However, around the same time that Sortino discovered Puerto, many investors became aware of the rapidly expanding’ town that was drawing international attention. Sortino was concerned when he began to read about large businesses hoping to build along the pristine coast.
A plan to build in Playa Bacocho caught his attention. But more than anything, Sortino saw that a group of activists and a concerned community showed up to fight and put a halt to the huge construction project.

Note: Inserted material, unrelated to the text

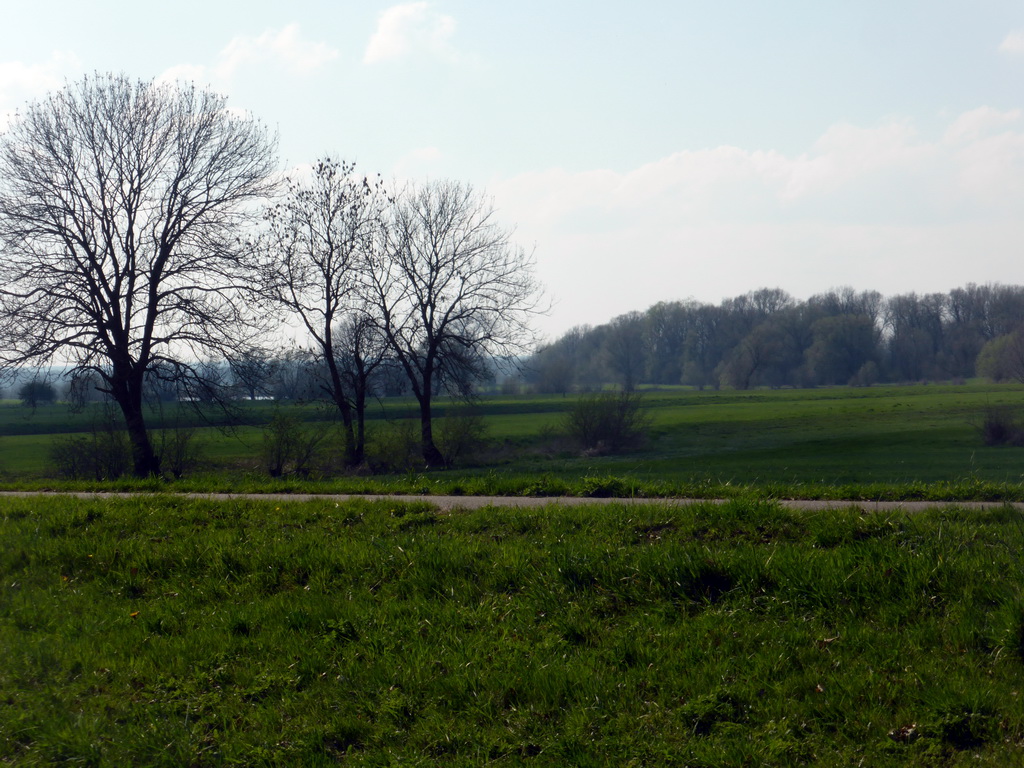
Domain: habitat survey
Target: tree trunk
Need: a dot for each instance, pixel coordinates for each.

After filming all over Mexico, Sortino has seen first hand exactly what many hope Puerto doesn’t become. He had a strong reaction to the possibility of Puerto transforming into another Cancún or Acapulco. “I felt something very ugly inside, that they already wanted to start building and destroying the paradise that is Puerto . . . I said no, I have to do something, and what I can do is make movies. So I’m going to make a movie, even if it’s a short film to defend the magic and the beauty that Puerto holds, even if it’s to raise awareness to touch hearts.”

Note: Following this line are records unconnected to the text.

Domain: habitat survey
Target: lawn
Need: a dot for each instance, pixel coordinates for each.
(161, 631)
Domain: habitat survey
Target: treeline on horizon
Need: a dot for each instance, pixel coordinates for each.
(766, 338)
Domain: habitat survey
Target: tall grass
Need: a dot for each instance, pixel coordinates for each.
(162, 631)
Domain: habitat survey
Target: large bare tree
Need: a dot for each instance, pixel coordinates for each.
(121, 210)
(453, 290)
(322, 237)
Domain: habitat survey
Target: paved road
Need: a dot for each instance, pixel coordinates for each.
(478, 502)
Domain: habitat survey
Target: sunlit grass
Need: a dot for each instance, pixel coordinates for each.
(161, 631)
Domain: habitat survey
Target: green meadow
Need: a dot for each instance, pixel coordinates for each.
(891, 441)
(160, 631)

Using film as an artistic medium to shine a light on the risk of Puerto losing its essence, Sortino and his team got to work.. Local children made up a large part of the cast. “Most of the people who acted in Cometa dreamed of being film actors, and that was their first experience, so it was very nice . . . .”

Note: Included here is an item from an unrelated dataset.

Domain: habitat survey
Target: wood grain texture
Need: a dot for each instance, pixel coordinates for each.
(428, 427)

The film’s protagonist — who is from Manialtepec — and his friends come together to preserve their access to Playa Colorada, their natural playground. It is with this innocence and love of play that they captivate the hearts of viewers, especially those in the local community that can connect so strongly to the sentiments portrayed. In less than 10 minutes the audience can feel the impact of unity that is displayed.
After months of protests urging sustainable development in Puerto, those at the frontlines of that movement are hoping this feeling of unity and possibility spreads across the community.
At a showing in La Residencia Artística in the Centro on Monday evening, one Puerto local said, “I see myself in the protagonist. You can see it happening in La Punta. And it’s what we don’t want to happen in Colorada.” He’s referring to the restriction and privatization of beach access. The destruction of the few green areas left on this part of the coast is a large concern for many people who call Puerto home.
Sortino’s aim was much more than simply spewing facts on the issue at hand; as with all art, he wanted to reach people more deeply. When asked his hopes for the film, Sortino replied, “That people see these natural places from another place, from a place more in the heart, to understand the life that happens there and that not everything is business . . . if we do not raise awareness now, in a not so distant future, it will be too late.”
Nearly 500 people viewed Cometa at its initial showing at the beach club in Bacocho. The feeling of possibility was palpable in the air on that November evening. However, more than simply inspiring and raising awareness, Sortino also wants the short film to serve another purpose. “For those people who are there putting their body, their soul, their heart into fighting so that Puerto is not destroyed, [Cometa] is also a message for them to say that they are not alone, that through cinema, through art, through music, through any artistic expression, we can support these types of initiatives, which seek to support us all.”